The Nonprofit Artificial Intelligence Research Team OpenAI Inc. today announced a major update to its free content moderation tool, and it’s now available to all developers.
The update Moderation endpoint allows access via an application programming interface to OpenAI Transformer-based pre-trained generative classifierswhich are AI models that have been trained to detect unwanted content in apps, the company said in a blog post.
When it receives a text input, the Moderation endpoint analyzes it to see if it contains anything that needs to be filtered, such as sexual content, hateful or violent language, or messages that encourage self-harm.

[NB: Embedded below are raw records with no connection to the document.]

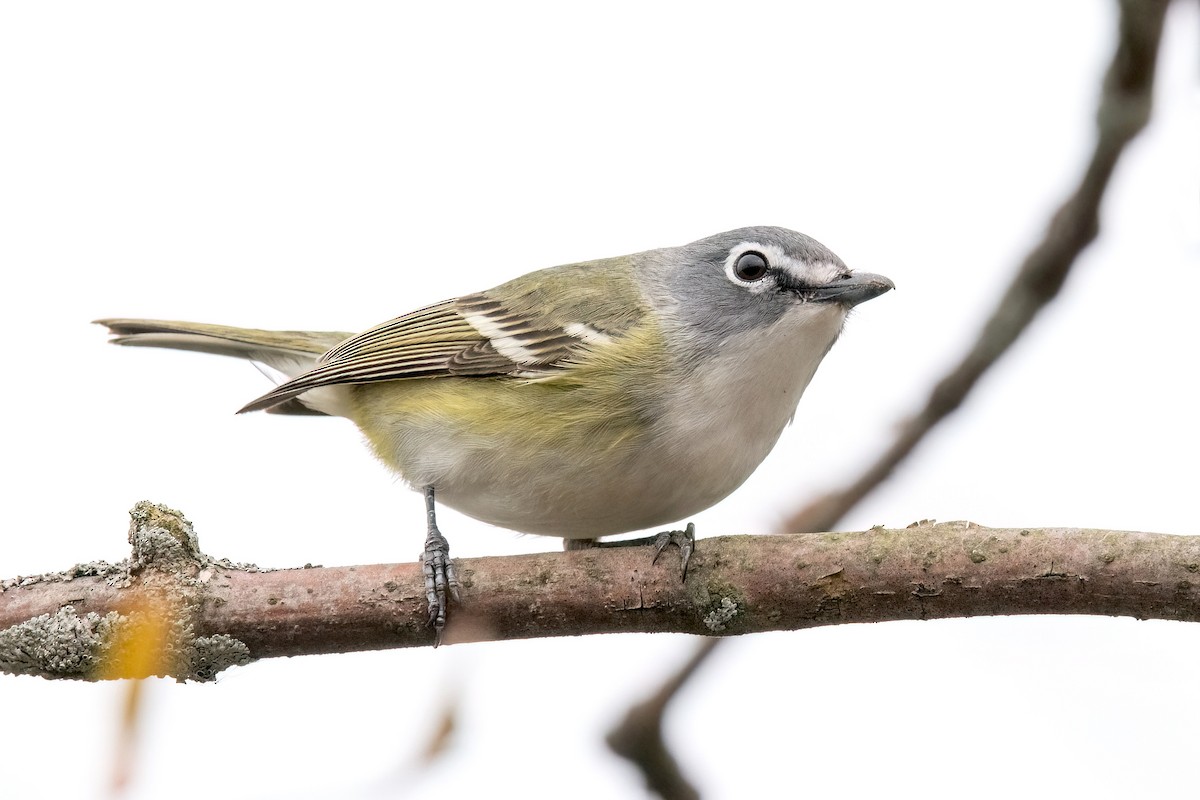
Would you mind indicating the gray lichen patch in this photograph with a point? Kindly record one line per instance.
(162, 539)
(115, 575)
(94, 647)
(720, 615)
(213, 654)
(64, 644)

It will remove and block any content prohibited by OpenAI content policy.
The enhanced version of the Moderation endpoint was designed to be fast, accurate, and powerful across multiple types of applications, including AI-powered chatbots, messaging systems, and social media sites. Importantly, OpenAI said it greatly reduces the chances of an AI model “saying” the wrong thing. This means that AI can be used in more sensitive contexts, such as educational applications, where people may have previously had reservations about deploying the technology.
The Moderation endpoint is free when used with content generated by the OpenAI API. For example, Theai Inc., the company behind AI around the world, uses the tools of OpenAI to enable developers to create AI-powered virtual characters for the metaverse, virtual worlds, and VR games. Inworld relies on the Moderation endpoint to make sure these characters stay “on script” and don’t start talking about anything untoward. This allows him to focus more on creating memorable characters, rather than worrying about what those characters are saying.

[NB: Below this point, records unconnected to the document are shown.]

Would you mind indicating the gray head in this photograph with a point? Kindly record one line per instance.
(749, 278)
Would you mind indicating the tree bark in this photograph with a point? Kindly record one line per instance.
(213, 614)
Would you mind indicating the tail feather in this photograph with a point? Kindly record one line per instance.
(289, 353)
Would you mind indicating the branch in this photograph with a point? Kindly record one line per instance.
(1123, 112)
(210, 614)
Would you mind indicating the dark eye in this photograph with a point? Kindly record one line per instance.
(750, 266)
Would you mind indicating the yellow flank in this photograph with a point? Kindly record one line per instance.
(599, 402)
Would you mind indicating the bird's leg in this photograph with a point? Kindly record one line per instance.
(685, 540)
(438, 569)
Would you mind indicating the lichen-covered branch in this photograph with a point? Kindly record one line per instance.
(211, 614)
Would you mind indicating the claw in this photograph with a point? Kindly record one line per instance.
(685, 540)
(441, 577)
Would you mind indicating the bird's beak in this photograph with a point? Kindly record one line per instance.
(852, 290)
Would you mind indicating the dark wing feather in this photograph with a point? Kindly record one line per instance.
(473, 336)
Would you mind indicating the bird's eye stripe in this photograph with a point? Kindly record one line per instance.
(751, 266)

In addition to moderating bots, the Moderation endpoint can also block harmful content that is not generated by OpenAI’s APIs, but rather by humans. The anonymous messaging platform NGL, which provides a platform for young people to share their feelings and opinions, uses OpenAI’s tool to detect hate speech and bullying. NGL said the Moderation endpoint is only able to generalize around the latest slang, allowing it to match the evolution of language used by teenagers, for example.
In the case of non-API traffic, the moderation endpoint is subject to charges.
OpenAI said developers can get started with the moderation endpoint by checking its Documentation. He also has published an article detailing his training process and performance, as well as a evaluation data set which he says will hopefully inspire further research in the area of AI-powered moderation.